On peut trouver à ce protagoniste beaucoup d’excuses ; mais tout aussi concrètement, à notre époque, l’ignorance est un choix. Les moyens et outils pour se documenter, s’instruire, combler les lacunes du système éducatif de base sont multiples et intarissables.
Prologue.
Même si l’idée de la création de ce blog, et de ce type de contenus est antérieure à cet événement, il l’a grandement encouragé. Car une personne qui lira un des articles de la catégorie Savants & Personnalités Noirs, sera une personne de plus qui ne sera pas dans la même ignorance coupable.
Cet article inaugurale, part à la découverte de Lewis Howard Latimer : un inventeur, ingénieur et dessinateur qui a vécu entre 1848 et 1928 aux Etats-Unis. Il n’y a pas meilleur exemple pour commencer et illustrer cette catégorie que celui de Lewis Howard Latimer.

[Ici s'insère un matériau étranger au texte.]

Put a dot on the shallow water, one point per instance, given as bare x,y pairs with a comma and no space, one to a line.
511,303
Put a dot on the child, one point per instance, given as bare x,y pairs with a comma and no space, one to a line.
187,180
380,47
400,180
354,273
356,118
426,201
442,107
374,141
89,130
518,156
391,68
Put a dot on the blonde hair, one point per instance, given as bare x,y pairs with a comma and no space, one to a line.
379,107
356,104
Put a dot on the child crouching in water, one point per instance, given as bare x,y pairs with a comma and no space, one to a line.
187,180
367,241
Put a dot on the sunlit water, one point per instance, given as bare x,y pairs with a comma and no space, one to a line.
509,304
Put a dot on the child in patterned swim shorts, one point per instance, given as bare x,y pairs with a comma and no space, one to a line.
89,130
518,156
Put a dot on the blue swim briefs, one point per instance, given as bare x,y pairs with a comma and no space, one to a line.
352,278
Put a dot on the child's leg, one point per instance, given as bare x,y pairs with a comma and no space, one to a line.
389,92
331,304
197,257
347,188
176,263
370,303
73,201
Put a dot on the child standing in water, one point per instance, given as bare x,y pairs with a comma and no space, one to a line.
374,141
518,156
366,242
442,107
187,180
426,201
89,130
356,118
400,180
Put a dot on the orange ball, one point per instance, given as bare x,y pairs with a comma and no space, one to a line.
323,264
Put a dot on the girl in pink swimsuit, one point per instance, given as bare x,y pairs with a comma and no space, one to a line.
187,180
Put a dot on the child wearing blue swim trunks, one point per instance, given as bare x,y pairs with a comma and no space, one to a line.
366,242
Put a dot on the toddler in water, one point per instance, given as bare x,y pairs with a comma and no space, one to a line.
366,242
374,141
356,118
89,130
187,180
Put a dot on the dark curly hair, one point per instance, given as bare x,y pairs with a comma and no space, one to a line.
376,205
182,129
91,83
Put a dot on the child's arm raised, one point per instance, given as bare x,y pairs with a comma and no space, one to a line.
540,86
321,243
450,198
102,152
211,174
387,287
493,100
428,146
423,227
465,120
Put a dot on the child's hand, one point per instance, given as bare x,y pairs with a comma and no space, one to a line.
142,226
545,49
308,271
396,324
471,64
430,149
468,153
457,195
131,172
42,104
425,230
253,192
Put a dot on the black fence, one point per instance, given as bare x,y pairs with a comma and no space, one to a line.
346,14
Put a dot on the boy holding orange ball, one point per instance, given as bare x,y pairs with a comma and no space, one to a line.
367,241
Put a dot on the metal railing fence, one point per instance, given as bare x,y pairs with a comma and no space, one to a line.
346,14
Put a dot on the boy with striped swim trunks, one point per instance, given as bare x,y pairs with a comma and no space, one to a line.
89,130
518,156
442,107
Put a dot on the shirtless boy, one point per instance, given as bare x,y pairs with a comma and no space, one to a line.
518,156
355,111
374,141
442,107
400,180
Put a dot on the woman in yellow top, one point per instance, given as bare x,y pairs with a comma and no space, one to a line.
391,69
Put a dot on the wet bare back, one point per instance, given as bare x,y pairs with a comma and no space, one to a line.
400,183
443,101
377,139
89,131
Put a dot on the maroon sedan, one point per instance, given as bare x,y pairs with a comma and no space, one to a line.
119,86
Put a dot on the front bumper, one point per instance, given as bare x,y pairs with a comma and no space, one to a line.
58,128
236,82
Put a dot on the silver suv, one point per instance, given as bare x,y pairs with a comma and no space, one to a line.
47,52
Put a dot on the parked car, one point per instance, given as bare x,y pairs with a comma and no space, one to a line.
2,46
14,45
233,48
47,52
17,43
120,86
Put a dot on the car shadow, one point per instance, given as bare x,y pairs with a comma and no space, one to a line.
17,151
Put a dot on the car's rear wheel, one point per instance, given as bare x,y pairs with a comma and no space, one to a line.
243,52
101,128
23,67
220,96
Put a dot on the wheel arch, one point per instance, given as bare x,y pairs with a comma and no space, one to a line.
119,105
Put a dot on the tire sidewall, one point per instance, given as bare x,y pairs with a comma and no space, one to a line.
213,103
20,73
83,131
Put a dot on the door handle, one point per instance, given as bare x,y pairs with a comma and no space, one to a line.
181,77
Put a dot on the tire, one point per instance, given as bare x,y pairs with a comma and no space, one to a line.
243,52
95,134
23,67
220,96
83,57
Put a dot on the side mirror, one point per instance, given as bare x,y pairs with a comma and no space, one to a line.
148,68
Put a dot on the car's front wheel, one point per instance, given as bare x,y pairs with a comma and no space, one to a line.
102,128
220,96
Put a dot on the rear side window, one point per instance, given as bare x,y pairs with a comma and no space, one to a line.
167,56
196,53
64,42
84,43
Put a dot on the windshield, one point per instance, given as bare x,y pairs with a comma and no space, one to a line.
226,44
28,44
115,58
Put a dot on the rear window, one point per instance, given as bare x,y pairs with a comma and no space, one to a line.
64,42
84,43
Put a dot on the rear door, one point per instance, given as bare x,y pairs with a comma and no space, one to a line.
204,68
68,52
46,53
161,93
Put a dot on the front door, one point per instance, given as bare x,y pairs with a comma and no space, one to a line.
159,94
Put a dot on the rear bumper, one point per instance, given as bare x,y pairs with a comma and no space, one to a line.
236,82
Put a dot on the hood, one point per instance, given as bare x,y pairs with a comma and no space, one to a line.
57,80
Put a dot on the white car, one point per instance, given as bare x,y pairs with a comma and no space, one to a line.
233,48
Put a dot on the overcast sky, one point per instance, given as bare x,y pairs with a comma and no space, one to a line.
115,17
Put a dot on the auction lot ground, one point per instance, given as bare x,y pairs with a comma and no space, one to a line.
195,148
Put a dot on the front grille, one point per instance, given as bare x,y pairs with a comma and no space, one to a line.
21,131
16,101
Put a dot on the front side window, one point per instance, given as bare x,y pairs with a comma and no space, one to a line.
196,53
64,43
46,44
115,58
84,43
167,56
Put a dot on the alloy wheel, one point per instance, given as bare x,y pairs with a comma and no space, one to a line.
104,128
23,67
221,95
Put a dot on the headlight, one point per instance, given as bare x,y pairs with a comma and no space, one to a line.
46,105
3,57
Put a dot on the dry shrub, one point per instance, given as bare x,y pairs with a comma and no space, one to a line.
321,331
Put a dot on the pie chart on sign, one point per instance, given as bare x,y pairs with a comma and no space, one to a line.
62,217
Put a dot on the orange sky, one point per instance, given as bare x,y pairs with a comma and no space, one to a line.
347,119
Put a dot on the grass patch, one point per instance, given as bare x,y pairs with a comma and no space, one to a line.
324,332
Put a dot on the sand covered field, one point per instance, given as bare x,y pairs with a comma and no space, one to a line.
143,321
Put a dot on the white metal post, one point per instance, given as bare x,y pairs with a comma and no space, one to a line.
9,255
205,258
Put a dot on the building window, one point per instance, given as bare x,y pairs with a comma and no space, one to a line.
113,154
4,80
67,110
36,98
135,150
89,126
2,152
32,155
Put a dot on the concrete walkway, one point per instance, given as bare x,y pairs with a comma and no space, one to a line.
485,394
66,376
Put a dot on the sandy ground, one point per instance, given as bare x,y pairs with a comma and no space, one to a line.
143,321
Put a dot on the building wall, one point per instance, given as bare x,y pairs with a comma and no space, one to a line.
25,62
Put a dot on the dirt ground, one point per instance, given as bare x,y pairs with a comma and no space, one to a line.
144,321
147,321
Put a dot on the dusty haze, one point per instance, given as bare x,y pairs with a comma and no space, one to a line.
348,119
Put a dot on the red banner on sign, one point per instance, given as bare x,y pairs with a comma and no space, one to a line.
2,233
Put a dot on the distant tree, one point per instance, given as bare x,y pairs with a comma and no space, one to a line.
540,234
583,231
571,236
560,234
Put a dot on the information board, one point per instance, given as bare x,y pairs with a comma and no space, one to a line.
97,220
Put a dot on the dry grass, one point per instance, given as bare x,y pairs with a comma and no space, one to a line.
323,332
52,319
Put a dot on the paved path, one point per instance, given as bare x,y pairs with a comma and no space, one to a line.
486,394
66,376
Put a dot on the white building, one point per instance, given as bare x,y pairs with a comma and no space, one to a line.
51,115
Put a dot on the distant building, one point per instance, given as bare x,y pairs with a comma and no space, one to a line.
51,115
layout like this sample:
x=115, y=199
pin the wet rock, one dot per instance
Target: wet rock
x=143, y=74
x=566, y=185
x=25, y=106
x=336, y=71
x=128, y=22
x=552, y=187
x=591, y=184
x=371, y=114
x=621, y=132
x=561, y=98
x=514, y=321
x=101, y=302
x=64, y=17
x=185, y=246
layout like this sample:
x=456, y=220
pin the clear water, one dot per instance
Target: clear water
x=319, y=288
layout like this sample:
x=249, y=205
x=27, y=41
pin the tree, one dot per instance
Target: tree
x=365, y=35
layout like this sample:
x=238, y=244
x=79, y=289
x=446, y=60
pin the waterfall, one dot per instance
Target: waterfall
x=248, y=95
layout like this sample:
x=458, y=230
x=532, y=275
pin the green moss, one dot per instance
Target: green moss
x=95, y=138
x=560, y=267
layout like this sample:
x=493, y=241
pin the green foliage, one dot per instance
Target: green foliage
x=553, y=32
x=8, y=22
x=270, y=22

Il est considéré comme l’un des inventeurs afro-américains les plus importants, pour le nombre d’inventions qu’il a produites et de brevets qu’il a obtenus, mais aussi pour l’importance de ses découvertes.
Beaucoup de choses que nous considérons comme acquises aujourd’hui on dû être à un moment inventé par quelqu’un. Et Howard Latimer fait partie de ces personnes qui ont largement contribué à améliorer les conditions d’existence et d’apprivoisement de l’habitat naturel de l’Homme.
Une vie d’auto-dictate.
Nous sommes en dans les années 1840 aux Etats-Unis. L’esclavage est toujours une pratique légale dans les Etats du Sud.

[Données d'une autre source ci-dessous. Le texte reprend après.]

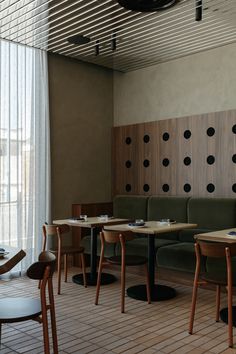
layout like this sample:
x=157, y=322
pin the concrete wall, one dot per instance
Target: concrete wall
x=81, y=113
x=200, y=83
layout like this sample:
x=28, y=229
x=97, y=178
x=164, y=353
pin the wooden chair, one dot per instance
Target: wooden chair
x=214, y=250
x=123, y=260
x=23, y=309
x=62, y=251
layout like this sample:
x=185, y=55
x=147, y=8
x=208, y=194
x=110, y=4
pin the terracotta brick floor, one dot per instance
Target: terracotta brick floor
x=161, y=327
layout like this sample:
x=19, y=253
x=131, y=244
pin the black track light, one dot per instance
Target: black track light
x=113, y=41
x=97, y=48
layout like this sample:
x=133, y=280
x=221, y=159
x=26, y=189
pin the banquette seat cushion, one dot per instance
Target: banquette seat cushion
x=209, y=214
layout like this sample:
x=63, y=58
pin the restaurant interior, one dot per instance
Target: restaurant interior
x=117, y=168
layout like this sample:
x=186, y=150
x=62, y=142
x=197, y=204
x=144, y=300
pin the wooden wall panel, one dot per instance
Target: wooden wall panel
x=186, y=156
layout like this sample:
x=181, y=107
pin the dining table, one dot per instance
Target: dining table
x=151, y=229
x=226, y=236
x=95, y=224
x=10, y=258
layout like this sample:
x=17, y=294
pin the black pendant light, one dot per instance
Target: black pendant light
x=78, y=39
x=147, y=5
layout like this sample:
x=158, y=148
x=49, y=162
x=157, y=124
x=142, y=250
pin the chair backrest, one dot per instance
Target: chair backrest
x=215, y=249
x=114, y=236
x=37, y=270
x=52, y=230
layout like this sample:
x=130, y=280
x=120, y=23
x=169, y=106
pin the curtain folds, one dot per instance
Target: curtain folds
x=24, y=148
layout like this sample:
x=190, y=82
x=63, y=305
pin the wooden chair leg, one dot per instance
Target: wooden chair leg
x=83, y=269
x=99, y=279
x=193, y=306
x=59, y=274
x=230, y=314
x=123, y=286
x=218, y=289
x=65, y=266
x=148, y=285
x=53, y=317
x=45, y=321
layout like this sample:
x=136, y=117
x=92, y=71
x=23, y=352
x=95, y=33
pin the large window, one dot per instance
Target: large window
x=24, y=147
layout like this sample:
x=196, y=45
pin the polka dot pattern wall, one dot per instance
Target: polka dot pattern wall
x=185, y=156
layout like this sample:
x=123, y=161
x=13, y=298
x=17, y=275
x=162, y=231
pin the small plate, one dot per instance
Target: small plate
x=3, y=254
x=136, y=224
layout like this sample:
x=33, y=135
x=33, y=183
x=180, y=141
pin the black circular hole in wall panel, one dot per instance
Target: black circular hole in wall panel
x=128, y=140
x=146, y=138
x=187, y=187
x=165, y=162
x=210, y=131
x=210, y=187
x=165, y=136
x=146, y=163
x=210, y=159
x=165, y=187
x=128, y=187
x=187, y=161
x=128, y=164
x=187, y=134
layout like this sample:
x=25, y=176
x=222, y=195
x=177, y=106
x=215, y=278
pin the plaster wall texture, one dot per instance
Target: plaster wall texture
x=81, y=114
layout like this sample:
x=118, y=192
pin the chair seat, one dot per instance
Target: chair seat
x=19, y=309
x=69, y=250
x=130, y=260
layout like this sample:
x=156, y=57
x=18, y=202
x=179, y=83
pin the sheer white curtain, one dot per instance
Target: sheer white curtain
x=24, y=148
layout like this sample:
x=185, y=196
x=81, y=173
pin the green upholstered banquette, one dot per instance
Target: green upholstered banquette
x=173, y=250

George Latimer, le père de Lewis Latimer, était un esclave dans l’Etat de Virginie. Le jeune couple, George et Rebecca Latimer décida de fuir cet Etat du Sud des Etats Unis, pour s’installer dans le nord, où l’esclavage était aboli. Ils seront arrêtés lors de cette tentative de fuite et après un procès houleux, obligés de retourner avec leur maître. Heureusement, des abolitionnistes les défendirent et proposèrent leur rachat à leur maître qui s’y résolu pour un montant de 400$. Le couple sera ainsi affranchi et grâce à leur histoire la poursuite des esclaves en fuite sera désormais interdit dans l’Etat du Massachusetts.
Lewis Howard Latimer naît 6 ans après cet épisode à Chelsea, près du Massachusetts. C’est le quatrième enfant du couple. Ayant déménagé à Boston avec ses parents, Lewis suivra les cours jusqu’à l’âge de 10 ans.
George Latimer, disparaîtra peu de temps après la décision de la Cour suprême des États-Unis de 1857 , dans laquelle elle statuera qu’un esclave, ne pouvait pas poursuivre pour sa liberté. Il craignant peut-être un retour à l’esclavage.
Pour soutenir sa mère et ses frères et sœurs, Lewis travaillera tour à tour comme tapissier, balayeur dans une salon de coiffure, employé de bureau et matelot dans la marine (où il trichera sur son âge pour être recruté). A la fin de la Guerre de Sécession (guerre qui entre autres mis fin à l’esclavage), Lewis retournera à Boston et sera engagé comme employé de bureau dans une entreprise spécialisée dans les droits de brevets (titre de propriété sur une invention). Il s’instruira tout seul du dessin mécanique en observant le travail des dessinateurs de l’entreprise.
Reconnaissant le talent et la promesse de Latimer, les associés du cabinet lui offriront une promotion qui le fera passer de garçon de bureau à dessinateur. Il deviendra rapidement indispensable dans la rédaction des brevets et sera promu Chef de service des dessins industriels. Il déposera son premier brevet en 1874. Durant toute sa carrière, Latimer a conçu un certain nombre d’inventions, mais a aidé également plusieurs autres inventeurs dans la rédaction et les dessins de leurs inventions.
Latimer déposera plusieurs brevets :
- WC à eau pour wagons.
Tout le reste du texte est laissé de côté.